Wells Fargo Bank, Union Bank of California and Bank of America have so far failed to deliver on their pledges to back the federal government's largest ever inner-city lending program, the Los Angeles Community Development Bank.
A widely watched experiment in reviving depressed urban neighborhoods through loans to struggling--but promising--entrepreneurs, the development bank counted on the big institutions' commitment to lend $210 million in areas such as Pacoima and South-Central Los Angeles.
But not a penny of that money has come through. "Getting them to honor their pledge has been problematic," said C. Robert Kemp, head of the development bank.
As a result, the institution has relied instead on an array of smaller banks and other lenders, which have kicked in $33 million to augment its $40 million in federally funded loans approved to date.
That disappoints the development bank's officials, who say the goal is to create a government partnership with private financial institutions.

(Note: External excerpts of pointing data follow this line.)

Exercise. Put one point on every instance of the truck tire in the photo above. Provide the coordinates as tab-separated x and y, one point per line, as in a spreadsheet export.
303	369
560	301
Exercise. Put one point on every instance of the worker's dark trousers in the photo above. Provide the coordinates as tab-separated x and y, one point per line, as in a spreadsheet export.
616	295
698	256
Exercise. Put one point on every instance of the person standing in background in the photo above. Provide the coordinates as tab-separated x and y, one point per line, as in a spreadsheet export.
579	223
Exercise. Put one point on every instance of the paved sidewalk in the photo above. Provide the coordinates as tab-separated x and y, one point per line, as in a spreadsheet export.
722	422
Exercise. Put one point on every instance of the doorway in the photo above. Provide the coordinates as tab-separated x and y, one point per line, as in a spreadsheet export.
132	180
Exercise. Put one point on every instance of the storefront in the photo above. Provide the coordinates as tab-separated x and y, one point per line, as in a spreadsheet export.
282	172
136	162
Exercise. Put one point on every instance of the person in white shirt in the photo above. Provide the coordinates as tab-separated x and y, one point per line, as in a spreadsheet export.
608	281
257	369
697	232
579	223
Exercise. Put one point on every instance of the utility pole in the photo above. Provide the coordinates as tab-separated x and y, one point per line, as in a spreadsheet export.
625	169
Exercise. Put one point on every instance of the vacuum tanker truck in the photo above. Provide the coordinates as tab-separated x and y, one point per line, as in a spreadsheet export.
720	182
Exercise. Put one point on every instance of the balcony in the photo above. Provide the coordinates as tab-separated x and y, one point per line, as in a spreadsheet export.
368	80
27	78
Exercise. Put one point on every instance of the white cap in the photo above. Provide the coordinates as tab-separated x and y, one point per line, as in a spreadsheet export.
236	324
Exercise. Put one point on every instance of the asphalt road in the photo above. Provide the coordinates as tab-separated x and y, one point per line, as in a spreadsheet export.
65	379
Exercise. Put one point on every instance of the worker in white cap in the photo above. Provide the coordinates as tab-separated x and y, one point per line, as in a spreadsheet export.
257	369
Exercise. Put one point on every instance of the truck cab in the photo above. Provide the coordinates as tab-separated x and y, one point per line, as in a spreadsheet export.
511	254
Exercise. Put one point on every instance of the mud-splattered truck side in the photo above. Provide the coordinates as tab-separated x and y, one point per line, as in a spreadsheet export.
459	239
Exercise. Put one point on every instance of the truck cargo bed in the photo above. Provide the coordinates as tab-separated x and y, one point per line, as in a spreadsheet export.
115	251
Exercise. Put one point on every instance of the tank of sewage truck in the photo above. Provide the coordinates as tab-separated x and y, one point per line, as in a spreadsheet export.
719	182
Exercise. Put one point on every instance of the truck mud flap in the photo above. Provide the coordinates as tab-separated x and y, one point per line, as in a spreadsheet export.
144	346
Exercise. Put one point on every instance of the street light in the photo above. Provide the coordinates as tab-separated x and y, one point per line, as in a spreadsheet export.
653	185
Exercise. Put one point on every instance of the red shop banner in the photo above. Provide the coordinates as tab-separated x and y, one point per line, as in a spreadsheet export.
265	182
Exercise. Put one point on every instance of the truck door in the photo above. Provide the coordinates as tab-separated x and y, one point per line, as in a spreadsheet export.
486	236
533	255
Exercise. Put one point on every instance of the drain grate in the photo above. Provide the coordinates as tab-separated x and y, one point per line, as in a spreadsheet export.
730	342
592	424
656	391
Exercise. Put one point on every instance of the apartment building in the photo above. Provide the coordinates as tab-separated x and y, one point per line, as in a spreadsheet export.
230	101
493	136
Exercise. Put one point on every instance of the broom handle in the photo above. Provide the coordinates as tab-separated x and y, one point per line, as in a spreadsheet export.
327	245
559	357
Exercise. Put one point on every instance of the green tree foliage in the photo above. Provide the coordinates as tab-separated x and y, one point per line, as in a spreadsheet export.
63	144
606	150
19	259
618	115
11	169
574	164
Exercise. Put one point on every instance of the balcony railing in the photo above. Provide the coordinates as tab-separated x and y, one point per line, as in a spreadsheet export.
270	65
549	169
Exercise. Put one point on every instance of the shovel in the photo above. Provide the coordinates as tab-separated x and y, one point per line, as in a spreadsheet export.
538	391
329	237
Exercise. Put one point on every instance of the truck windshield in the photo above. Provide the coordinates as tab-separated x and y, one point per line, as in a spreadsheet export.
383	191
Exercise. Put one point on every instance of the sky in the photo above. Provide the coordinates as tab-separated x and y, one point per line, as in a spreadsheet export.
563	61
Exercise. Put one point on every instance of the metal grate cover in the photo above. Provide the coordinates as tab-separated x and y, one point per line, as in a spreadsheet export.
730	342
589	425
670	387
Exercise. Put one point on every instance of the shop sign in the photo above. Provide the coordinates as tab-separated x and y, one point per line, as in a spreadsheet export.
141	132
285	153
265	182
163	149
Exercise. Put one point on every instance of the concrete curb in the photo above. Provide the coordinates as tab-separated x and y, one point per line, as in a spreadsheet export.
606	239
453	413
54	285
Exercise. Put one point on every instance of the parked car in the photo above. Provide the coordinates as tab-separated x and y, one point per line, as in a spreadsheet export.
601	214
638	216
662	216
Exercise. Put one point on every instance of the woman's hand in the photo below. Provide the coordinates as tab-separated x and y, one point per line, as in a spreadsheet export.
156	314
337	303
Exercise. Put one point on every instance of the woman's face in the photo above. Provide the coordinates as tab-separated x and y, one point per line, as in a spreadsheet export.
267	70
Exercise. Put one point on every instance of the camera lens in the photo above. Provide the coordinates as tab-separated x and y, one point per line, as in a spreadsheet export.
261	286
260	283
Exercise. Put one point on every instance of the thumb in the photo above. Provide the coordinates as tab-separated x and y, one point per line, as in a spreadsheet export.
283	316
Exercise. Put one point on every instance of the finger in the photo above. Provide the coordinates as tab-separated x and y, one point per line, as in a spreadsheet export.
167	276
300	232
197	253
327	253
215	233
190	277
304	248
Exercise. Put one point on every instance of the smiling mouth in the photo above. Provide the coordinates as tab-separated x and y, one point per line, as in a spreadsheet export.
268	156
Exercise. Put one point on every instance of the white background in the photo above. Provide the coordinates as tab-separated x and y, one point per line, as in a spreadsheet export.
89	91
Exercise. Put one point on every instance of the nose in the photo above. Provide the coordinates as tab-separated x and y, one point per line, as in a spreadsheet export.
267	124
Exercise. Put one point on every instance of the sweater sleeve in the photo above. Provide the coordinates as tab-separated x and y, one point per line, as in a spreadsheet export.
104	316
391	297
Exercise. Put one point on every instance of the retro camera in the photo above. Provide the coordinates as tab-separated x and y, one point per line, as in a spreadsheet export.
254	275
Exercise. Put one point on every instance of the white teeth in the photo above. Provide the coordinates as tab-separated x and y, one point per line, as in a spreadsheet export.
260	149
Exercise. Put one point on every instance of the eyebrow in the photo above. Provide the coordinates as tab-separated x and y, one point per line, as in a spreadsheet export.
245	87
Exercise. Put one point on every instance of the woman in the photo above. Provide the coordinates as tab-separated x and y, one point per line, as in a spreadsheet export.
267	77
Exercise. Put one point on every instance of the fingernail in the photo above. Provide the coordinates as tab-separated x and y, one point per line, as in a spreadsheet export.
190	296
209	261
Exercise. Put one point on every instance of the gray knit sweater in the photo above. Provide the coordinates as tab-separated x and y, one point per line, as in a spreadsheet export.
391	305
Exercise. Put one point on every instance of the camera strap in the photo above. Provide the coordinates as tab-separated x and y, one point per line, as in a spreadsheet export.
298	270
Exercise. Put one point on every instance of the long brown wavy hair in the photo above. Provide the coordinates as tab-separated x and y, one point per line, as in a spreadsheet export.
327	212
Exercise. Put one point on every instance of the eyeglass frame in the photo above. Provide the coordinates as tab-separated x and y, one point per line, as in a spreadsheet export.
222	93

The big banks' $210 million, matched by federal funds, was to have gone to businesses that had failed to qualify for conventional financing.
Banks give varied answers as to why the joint lending program has faltered. Some say the risks involved are too high. Others say the problem lies with the development bank, which they contend has failed to standardize the program, or with unreasonably high expectations of how quickly the program could be put into place.
Also cited are changing economic conditions that have banks chasing marginal borrowers they wouldn't consider during the recession in which the development bank was conceived. This has pushed the federally funded development institution toward even more risky deals, said Robert A. McNeely, Union Bank senior vice president. Union will participate at a later stage of the development bank's evolution, he predicted.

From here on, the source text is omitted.